Let's create a summary of when to use each signature method.

In [10]:
print("\n" + "="*60)
print("Signature Methods Comparison")
print("="*60)

comparison = pd.DataFrame({
    "Method": ["infer_signature()", "ColSpec", "TensorSpec"],
    "Best For": [
        "Quick setup, most sklearn models",
        "Tabular data with named columns",
        "Deep learning, image/tensor data"
    ],
    "Complexity": ["Low", "Medium", "Medium"],
    "Control": ["Automatic", "Full control", "Full control"],
    "Example Input": [
        "DataFrame, ndarray",
        "DataFrame with column names",
        "Numpy arrays, tensors"
    ]
})

print("\n" + comparison.to_string(index=False))


Signature Methods Comparison

           Method                         Best For Complexity      Control               Example Input
infer_signature() Quick setup, most sklearn models        Low    Automatic          DataFrame, ndarray
          ColSpec  Tabular data with named columns     Medium Full control DataFrame with column names
       TensorSpec Deep learning, image/tensor data     Medium Full control       Numpy arrays, tensors


## Summary: Model Signatures

### Key Takeaways

1. **Signatures are Important!**
   - They document what your model expects
   - They enable input validation
   - They're required for some deployment targets

2. **Three Ways to Create Signatures:**
   ```python
   # Method 1: Automatic inference (easiest)
   signature = mlflow.models.infer_signature(X, predictions)
   
   # Method 2: ColSpec (for tabular data)
   input_schema = Schema([ColSpec("double", "feature_name")])
   signature = ModelSignature(inputs=input_schema, outputs=output_schema)
   
   # Method 3: TensorSpec (for tensors/deep learning)
   input_schema = Schema([TensorSpec(np.dtype("float32"), (-1, 10))])
   signature = ModelSignature(inputs=input_schema, outputs=output_schema)
   ```

3. **Best Practices:**
   - Always include a signature when logging models
   - Use `infer_signature()` for quick development
   - Use manual signatures for production models
   - Test that your signature works with real inputs

In [11]:
print("="*60)
print("Signatures Tutorial Complete!")
print("="*60)
print(f"\nView models at: {TRACKING_URI}")
print("\nWhat you learned:")
print("  1. What signatures are and why they matter")
print("  2. How to infer signatures automatically")
print("  3. How to define ColSpec signatures for tabular data")
print("  4. How to define TensorSpec signatures for tensors")
print("  5. How signature validation works")
print("\nCheck the models in MLflow UI to see their signatures!")

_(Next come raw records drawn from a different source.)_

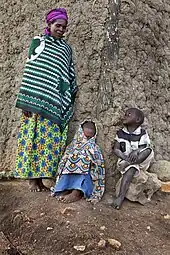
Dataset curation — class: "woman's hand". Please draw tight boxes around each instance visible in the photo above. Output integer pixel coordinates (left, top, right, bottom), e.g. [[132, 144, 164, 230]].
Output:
[[23, 111, 32, 118]]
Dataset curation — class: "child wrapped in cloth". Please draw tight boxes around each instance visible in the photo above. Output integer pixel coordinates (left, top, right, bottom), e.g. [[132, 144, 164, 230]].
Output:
[[51, 121, 105, 203]]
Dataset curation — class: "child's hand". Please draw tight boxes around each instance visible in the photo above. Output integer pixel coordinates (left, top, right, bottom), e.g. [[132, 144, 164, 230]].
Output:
[[128, 150, 139, 163], [23, 111, 32, 118], [121, 153, 131, 163]]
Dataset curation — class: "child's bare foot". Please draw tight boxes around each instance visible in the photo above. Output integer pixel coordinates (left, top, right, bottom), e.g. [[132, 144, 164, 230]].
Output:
[[111, 196, 123, 210], [37, 178, 50, 191], [29, 179, 41, 192], [57, 190, 72, 201], [62, 189, 83, 203]]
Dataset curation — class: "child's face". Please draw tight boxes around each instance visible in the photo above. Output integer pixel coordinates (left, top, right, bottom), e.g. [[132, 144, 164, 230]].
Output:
[[123, 109, 137, 125], [49, 19, 67, 38], [83, 127, 95, 139]]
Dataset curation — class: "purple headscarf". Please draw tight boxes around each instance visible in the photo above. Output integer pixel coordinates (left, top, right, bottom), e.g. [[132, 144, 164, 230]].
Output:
[[44, 8, 68, 35]]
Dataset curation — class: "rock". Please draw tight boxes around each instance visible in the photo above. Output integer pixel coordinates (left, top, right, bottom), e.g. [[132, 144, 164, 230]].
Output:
[[61, 207, 75, 214], [164, 214, 170, 220], [100, 226, 106, 231], [47, 227, 53, 231], [149, 160, 170, 182], [107, 238, 121, 250], [161, 182, 170, 192], [116, 171, 161, 205], [43, 179, 55, 189], [74, 245, 86, 251], [98, 239, 106, 248], [147, 226, 151, 231]]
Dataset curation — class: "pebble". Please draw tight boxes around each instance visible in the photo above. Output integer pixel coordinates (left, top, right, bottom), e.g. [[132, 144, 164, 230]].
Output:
[[40, 213, 45, 216], [74, 245, 86, 251], [164, 214, 170, 220], [107, 238, 121, 250], [47, 227, 53, 230], [100, 226, 106, 230], [147, 226, 151, 231], [98, 239, 106, 248], [61, 207, 75, 214]]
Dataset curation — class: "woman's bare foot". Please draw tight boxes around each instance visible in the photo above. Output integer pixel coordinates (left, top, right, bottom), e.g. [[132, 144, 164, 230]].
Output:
[[118, 160, 130, 172], [111, 196, 124, 210], [29, 179, 41, 192], [62, 189, 83, 203], [37, 178, 50, 191]]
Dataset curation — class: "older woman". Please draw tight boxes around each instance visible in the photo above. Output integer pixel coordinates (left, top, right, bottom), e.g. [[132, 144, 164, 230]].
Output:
[[14, 8, 77, 191]]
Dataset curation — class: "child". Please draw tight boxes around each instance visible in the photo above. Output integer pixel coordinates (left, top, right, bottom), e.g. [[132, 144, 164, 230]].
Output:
[[112, 108, 153, 209], [52, 121, 105, 203]]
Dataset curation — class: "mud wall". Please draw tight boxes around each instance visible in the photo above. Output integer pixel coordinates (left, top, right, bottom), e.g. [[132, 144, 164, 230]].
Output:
[[0, 0, 170, 187]]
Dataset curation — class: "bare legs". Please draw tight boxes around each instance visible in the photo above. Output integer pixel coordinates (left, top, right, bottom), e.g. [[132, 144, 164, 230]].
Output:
[[112, 148, 151, 210]]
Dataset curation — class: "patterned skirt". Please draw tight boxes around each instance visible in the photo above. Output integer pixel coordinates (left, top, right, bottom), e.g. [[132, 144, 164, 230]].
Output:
[[14, 114, 68, 179]]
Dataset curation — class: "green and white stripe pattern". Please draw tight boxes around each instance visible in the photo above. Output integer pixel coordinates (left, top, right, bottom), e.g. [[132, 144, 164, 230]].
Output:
[[16, 35, 77, 130]]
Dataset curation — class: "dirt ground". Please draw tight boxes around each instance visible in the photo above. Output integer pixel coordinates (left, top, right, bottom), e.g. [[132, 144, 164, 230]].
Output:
[[0, 181, 170, 255]]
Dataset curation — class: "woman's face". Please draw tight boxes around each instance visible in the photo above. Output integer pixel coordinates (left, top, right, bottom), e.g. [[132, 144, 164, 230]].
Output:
[[49, 19, 67, 38]]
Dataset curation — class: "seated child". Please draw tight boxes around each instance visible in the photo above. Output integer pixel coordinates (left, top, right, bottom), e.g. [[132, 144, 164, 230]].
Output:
[[112, 108, 154, 209], [52, 121, 105, 203]]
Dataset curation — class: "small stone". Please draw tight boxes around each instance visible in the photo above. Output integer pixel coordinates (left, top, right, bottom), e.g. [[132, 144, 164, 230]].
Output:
[[98, 239, 106, 248], [164, 214, 170, 220], [147, 226, 151, 231], [74, 245, 86, 251], [107, 238, 121, 250], [47, 227, 53, 230], [14, 210, 22, 214], [40, 213, 45, 216], [100, 226, 106, 231], [61, 207, 75, 214], [99, 233, 104, 236]]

Signatures Tutorial Complete!

View models at: http://localhost:5000

What you learned:
  1. What signatures are and why they matter
  2. How to infer signatures automatically
  3. How to define ColSpec signatures for tabular data
  4. How to define TensorSpec signatures for tensors
  5. How signature validation works

Check the models in MLflow UI to see their signatures!